Unlike a consumer, however, RootMetrics then carries out a range of tests on the device to ensure it is putting the network in the best possible light.

The Rootmetrics scouters then drive or walk around the designated test area, which could be the entire UK, a Metropolitan area or sometimes an area as small as an airport.

The test cycle takes seven and a half minutes then repeats. An app is installed on each device, which as Stonham says "tells it to do consumer-type things".

This includes making phone calls, sending or receiving emails and sending texts. The kit the scouters they use contains a battery and a master device, which synchronises the phones to make sure they all do the same thing at the time

Effectively this removes the problem with crowd-sourced testing: while there may be a wealth of data available, there is no way of ensuring consistency across all of the results.

For example, factors such as the time the test is taken can have a huge effect, since there may be congestion at peak usage times.

As Stonham says, a traditional drive test company would drive up and down around a particular road time and time again to try and understand the performance in a particular street.

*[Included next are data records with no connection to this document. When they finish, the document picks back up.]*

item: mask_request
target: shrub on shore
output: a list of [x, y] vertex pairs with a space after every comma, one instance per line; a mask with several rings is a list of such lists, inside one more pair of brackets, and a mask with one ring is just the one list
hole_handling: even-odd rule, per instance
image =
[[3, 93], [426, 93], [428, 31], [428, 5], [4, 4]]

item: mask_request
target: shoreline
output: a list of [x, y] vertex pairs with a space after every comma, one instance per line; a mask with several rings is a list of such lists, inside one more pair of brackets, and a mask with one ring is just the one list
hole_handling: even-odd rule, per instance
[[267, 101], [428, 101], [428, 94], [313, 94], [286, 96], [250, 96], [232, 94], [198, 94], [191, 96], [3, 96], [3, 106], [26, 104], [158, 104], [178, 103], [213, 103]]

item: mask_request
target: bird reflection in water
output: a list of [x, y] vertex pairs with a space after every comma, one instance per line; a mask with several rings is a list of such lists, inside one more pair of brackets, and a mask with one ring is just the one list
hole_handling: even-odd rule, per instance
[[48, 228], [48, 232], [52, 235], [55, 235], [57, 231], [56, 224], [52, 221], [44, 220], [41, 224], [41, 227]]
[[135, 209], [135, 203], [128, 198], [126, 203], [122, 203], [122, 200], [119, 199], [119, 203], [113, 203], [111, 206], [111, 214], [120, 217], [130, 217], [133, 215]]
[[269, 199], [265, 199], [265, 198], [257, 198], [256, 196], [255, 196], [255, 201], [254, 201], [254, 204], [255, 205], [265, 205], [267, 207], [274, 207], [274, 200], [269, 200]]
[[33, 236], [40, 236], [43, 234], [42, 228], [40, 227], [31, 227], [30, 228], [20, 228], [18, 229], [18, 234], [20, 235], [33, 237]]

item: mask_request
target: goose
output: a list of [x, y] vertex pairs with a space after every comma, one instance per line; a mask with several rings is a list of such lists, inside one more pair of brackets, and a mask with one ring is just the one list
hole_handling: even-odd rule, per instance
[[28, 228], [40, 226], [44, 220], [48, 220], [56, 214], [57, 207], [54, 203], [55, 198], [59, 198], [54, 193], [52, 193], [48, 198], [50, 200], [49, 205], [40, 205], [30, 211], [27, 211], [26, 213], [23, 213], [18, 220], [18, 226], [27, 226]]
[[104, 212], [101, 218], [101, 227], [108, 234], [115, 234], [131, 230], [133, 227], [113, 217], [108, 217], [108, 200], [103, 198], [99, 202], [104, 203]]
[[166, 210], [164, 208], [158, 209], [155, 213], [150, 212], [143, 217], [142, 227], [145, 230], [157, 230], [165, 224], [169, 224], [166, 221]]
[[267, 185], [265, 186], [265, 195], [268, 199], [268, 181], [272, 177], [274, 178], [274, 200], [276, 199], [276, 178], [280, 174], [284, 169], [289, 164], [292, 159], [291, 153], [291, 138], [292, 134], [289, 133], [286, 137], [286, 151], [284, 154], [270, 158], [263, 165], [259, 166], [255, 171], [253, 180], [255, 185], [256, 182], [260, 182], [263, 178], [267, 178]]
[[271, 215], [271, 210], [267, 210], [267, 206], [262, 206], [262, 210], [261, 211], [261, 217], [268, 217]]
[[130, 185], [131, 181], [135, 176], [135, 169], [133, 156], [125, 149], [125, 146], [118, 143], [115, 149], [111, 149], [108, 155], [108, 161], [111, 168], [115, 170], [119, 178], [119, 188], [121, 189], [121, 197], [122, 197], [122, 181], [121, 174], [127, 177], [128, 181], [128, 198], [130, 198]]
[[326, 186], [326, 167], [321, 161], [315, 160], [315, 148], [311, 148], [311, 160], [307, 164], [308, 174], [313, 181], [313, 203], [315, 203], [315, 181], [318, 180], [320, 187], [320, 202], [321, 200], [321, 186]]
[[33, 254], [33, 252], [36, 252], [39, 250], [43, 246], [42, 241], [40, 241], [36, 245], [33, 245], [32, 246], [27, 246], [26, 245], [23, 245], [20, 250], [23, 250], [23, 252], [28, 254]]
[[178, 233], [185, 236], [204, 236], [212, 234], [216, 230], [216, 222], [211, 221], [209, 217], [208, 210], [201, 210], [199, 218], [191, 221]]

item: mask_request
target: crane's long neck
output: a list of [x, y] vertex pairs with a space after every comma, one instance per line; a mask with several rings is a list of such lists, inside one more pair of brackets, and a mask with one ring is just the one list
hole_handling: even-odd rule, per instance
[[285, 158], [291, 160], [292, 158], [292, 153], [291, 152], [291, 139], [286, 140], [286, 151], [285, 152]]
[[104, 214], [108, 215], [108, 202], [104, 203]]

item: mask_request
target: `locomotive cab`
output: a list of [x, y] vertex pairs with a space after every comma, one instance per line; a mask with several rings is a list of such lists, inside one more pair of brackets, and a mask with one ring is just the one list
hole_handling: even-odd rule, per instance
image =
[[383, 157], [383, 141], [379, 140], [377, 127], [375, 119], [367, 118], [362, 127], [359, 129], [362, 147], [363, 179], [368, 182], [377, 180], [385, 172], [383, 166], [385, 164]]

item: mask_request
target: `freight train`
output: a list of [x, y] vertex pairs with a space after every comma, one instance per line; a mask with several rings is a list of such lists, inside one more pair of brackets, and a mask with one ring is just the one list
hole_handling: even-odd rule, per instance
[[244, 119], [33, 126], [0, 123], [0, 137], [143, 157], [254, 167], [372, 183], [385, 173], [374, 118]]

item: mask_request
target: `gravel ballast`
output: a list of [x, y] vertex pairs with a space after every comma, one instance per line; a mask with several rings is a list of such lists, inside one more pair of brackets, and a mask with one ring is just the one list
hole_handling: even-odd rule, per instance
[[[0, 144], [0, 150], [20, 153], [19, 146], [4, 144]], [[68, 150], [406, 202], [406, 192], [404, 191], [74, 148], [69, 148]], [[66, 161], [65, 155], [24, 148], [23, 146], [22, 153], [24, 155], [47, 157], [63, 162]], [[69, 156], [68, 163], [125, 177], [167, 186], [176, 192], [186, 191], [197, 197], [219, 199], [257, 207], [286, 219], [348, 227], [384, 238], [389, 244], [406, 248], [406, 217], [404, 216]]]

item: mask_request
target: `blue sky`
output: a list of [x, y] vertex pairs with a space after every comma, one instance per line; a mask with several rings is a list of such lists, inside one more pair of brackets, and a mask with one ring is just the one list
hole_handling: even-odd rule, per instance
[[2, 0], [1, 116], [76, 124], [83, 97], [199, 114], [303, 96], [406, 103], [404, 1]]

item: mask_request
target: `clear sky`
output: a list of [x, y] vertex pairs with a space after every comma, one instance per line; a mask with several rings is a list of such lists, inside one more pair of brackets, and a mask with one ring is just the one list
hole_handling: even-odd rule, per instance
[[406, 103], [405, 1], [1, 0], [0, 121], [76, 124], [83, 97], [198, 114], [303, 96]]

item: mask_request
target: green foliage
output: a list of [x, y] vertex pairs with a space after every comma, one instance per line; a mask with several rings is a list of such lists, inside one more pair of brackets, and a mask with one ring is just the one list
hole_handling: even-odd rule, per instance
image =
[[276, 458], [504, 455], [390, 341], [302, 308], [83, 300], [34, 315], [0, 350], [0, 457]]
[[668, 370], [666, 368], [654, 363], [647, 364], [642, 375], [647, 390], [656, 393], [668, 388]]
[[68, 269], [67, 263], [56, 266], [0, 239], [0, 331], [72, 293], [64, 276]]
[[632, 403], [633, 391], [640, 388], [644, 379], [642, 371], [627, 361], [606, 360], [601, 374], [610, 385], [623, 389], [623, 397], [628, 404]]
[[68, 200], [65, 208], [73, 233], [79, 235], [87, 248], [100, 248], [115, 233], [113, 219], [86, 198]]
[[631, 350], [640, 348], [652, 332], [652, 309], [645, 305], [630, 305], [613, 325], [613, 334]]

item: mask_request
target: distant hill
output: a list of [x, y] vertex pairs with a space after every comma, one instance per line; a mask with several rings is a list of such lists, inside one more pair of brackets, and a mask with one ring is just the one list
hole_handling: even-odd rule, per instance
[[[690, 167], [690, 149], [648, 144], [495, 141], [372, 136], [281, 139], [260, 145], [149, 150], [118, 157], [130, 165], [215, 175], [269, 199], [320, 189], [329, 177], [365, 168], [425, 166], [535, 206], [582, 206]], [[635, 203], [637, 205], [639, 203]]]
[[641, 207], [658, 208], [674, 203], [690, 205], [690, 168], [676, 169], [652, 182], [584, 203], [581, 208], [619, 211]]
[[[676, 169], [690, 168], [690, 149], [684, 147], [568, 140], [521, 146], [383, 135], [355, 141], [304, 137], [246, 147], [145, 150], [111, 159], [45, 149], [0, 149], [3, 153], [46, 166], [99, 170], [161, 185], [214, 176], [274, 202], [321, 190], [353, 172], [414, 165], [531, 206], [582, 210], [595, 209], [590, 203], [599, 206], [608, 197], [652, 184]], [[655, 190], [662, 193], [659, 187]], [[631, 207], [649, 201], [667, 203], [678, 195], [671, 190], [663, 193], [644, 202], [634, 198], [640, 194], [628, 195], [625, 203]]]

The key difference then is that RootMetrics simply establishes the general performance that a user would get in that area. He says that the firm takes ten times the minimum tests it would need in any given area.

So what makes a good network in RootMetrics’s book? Stonham says that RootMetrics’ emphasis on the reliability rather than just speed in the reports ("If you had a fast car and it never started you would get very frustrated") means that networks with less complexity tend to do better.

For data, this means that operators with more advanced LTE offerings tend to do better, as the technology is a simpler way of delivering data.

However, until voice over LTE technology is rolled out, LTE actually makes voice communications less reliable due to the additional complexity in moving back to 3G during voice calls.

He also says that operators with more spectrum tend to better in terms of speed.

While RootMetrics is confident in its testing methods, the examples of T-Mobile and O2 questioning its methodology show that we are some way off from RootScores being accepted as the industry standard.

For Stonham, who has worked on writing four standards in the mobile industry, this isn’t an issue.

"There is a lot of compromise that goes into coming up with a standard. While every business needs to make compromises, we believe that remaining independent allows us to focus more on consumer interest than industry interest.

"With standards you have lots of companies all around the table with different interests and you end up having to compromise."

He says that he wouldn’t want RootMetrics to be involved in standardisation because it would end up "compromising what we believe to be true".